For the first time, researchers have shown the predictive power of a group of overlooked lymph nodes—known as the posterior intercostal lymph nodes—that could serve as a better tool to stage and ultimately treat patients with malignant pleural mesothelioma. The findings were presented October 28, 2013, at the 15th World Conference on Lung Cancer in Sydney, Australia.
Physicians look to lymph nodes to stage essentially all cancers, including mesothelioma. The presence or absence of metastatic cancer cells in lymph nodes affects prognosis and also typically dictates the optimal treatment strategy. But posterior intercostal lymph nodes, which are located between the ribs near the spine, have not been previously used to stage or guide treatment of malignant pleural mesothelioma or any other cancer.
In a retrospective study of 48 patients undergoing radical pleurectomy for malignant pleural mesothelioma, Joseph S. Friedberg, MD, chief of the Section of Thoracic Surgery at Penn Presbyterian Medical Center and co-director of the Penn Mesothelioma and Pleural Disease Program in Philadelphia, Pennsylvania, and colleagues found that more than half the patients had cancer metastatic to these lymph nodes. In some of these patients, those were the only lymph nodes containing metastatic cancer.
Patients who did not have cancer in the posterior intercostal lymph nodes had significantly longer overall survival rates, nearly 2 and half years longer, compared with those who did have cancer in the lymph nodes.

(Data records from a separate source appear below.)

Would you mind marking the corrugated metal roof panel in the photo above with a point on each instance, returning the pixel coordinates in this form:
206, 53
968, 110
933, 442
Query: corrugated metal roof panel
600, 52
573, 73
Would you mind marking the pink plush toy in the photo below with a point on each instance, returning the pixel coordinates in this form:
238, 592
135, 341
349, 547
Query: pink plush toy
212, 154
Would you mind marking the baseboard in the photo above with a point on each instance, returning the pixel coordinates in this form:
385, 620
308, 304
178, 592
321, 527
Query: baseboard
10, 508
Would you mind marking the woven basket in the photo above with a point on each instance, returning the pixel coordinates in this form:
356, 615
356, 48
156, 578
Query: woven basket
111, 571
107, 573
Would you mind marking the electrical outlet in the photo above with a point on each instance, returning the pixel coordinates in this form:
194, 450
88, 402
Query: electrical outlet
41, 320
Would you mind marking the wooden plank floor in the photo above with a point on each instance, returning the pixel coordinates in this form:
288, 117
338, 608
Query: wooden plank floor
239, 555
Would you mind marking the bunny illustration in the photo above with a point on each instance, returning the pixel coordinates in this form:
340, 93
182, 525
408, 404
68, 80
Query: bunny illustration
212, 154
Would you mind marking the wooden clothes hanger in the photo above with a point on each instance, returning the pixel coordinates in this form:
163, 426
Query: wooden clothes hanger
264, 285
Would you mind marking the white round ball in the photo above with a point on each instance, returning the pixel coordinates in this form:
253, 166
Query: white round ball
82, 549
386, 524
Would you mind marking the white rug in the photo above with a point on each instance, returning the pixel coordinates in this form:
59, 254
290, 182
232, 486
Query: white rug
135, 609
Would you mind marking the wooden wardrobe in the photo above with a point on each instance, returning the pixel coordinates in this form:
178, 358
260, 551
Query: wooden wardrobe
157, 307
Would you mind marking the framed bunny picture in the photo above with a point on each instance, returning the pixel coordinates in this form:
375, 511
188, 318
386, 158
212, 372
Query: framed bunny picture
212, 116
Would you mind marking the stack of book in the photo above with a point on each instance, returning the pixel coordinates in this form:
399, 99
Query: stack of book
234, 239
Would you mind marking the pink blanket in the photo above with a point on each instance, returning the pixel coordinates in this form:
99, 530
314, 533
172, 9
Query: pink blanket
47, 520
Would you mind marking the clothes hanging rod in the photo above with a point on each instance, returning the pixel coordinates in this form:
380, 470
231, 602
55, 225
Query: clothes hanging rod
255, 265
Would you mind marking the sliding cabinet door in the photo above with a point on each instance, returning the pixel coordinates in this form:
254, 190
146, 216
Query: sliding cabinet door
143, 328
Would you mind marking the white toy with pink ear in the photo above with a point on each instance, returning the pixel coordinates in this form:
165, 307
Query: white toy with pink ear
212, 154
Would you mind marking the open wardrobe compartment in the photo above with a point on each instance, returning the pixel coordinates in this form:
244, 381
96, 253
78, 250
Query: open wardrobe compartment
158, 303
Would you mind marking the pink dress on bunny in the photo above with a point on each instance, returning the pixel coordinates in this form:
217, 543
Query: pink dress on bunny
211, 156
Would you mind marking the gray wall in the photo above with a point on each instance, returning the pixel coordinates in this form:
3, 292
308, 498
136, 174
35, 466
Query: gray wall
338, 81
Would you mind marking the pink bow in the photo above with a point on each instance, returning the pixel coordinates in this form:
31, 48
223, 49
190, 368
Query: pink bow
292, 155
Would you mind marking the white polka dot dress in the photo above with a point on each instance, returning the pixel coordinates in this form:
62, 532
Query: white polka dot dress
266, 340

“I am unaware of any other group that is sampling these nodes. They are not currently part of the staging system for mesothelioma, or any other cancer for that matter,” said Friedberg. “What we have shown here is that even though these lymph nodes are not described in relation to this cancer, they are highly significant.”
The conclusion of the study was that surgeons should routinely biopsy these lymph nodes as part of any surgery-based treatment for mesothelioma and that these lymph nodes should be included in any revision of the mesothelioma staging system.
“Ultimately, it means that the presence or absence of cancer in these lymph nodes could help guide the treatment of pleural mesothelioma,” said Friedberg.